| Autor/a | Fecha de Publicación |
|---|---|
| Jenniffer Alemán | 14 de Julio de 2024 |
Solución:
Se tiene que:
\[ Y \rightsquigarrow Weibull(\theta, \lambda) \]
Función de densidad de probabilidad de la Distribución Weibull
\[ f(Y; \lambda , \theta) = \frac{\lambda}{\theta^{}} y^{(\lambda -1)} e^{- \left (\frac{y}{\theta} \right)^{\lambda}} \] Si: \[\lambda = 2\]
Entonces:
\[ f(Y; \lambda , \theta) = \frac{2}{\theta^2} y^{(2 -1)} e^{- \left (\frac{y}{\theta} \right)^{2}} \] \[ f(Y; \lambda , \theta) = \frac{2}{\theta^2} y e^{- \left (\frac{y}{\theta} \right)^{2}} \]
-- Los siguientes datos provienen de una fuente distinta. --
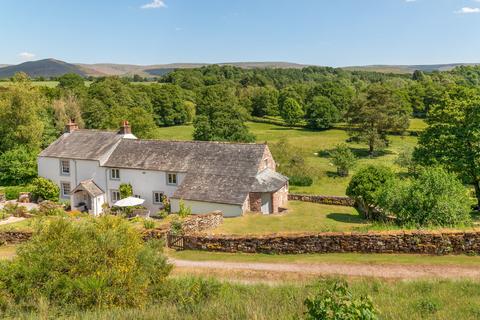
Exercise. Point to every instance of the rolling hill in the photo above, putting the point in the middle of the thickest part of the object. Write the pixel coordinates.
(52, 68)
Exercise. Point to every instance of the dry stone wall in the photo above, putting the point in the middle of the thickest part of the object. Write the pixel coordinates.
(330, 200)
(440, 243)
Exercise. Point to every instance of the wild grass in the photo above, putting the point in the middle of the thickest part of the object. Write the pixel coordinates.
(194, 298)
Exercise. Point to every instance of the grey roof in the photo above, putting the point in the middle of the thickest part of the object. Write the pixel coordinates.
(82, 144)
(268, 181)
(90, 187)
(216, 171)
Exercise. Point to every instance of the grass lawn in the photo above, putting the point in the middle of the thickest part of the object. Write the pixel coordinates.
(341, 258)
(300, 217)
(311, 143)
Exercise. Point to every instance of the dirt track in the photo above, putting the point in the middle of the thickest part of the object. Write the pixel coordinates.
(351, 270)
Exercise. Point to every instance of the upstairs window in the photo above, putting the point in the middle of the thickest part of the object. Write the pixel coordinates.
(65, 167)
(172, 179)
(115, 194)
(115, 174)
(158, 197)
(65, 189)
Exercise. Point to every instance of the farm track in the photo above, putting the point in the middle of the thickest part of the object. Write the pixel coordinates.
(385, 271)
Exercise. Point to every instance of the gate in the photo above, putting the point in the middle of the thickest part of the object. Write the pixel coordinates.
(175, 242)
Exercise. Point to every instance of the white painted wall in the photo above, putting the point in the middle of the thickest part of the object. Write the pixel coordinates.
(200, 207)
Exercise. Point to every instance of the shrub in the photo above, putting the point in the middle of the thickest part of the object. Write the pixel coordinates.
(126, 190)
(300, 181)
(365, 187)
(95, 262)
(44, 189)
(338, 303)
(184, 210)
(343, 158)
(435, 198)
Considerando que: \(e^{ln(x)} = x\) , entonces se tiene:
\[\begin{align} f(Y; \lambda , \theta) &= e^{ln \left [\frac{2}{\theta^2} y e^{- \left (\frac{y}{\theta} \right)^{2}} \right]} \\ f(Y; \lambda , \theta) &= e^{ln \left (\frac{2}{\theta^2} \right) ln(y) ln \left (e^{- \left (\frac{y}{\theta} \right)^{2}} \right) } \end{align}\]Donde:
\[\begin{align} ln \left (\frac{2}{\theta^2} \right) &= ln(2) - 2ln(\theta) \\ ln \left (e^{- \left (\frac{y}{\theta} \right)^{2}} \right) &= - \left (\frac{y}{\theta} \right)^{2} \end{align}\]\(\Rightarrow\)
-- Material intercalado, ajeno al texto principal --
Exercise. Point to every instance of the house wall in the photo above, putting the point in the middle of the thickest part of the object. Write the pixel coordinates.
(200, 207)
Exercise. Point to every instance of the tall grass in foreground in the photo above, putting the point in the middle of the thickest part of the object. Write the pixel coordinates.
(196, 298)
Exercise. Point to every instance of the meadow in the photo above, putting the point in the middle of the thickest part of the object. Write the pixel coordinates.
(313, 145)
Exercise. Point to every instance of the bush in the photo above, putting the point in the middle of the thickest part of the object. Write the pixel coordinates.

\[ f(Y; \lambda , \theta) = e^{ ln(2) - 2ln(\theta) + ln(y) - \left (\frac{y}{\theta} \right)^{2}} \]
Dado que:
\[ \int f(Y; \lambda , \theta) dy = 1 \]
Siendo: \(f(Y; \lambda , \theta)\) una función de densidad de probabilidad de una variable aleatoria continua.
Utilizando lo anterior, se tiene:
\[ \int f(Y; \lambda , \theta) dy = \int e^{ ln(2) - 2ln(\theta) + ln(y) - \left (\frac{y}{\theta} \right)^{2}} dy \]
Teniendo en cuenta máxima verosimilitud:
\[\begin{align} \frac{d}{d \theta} \int f(Y; \lambda , \theta) dy &= \frac{d}{d \theta}\int e^{ ln(2) - 2ln(\theta) + ln(y) - \left (\frac{y}{\theta} \right)^{2}} dy \\ \frac{d}{d \theta} (1) &= \frac{d}{d \theta}\int e^{ ln(2) - 2ln(\theta) + ln(y) - \left (\frac{y}{\theta} \right)^{2}} dy \\ 0 &= \int \frac{d}{d \theta} \left [ e^{ ln(2) - 2ln(\theta) + ln(y) - \left (\frac{y}{\theta} \right)^{2}} \right] dy \end{align}\]Resolviendo:
\[ 0 = \int e^{ ln(2) - 2ln(\theta) + ln(y) - \left (\frac{y}{\theta} \right)^{2}} * \frac{d}{d \theta} \left [ ln(2) - 2ln(\theta) + ln(y) - \left (\frac{y}{\theta} \right)^{2} \right] dy \]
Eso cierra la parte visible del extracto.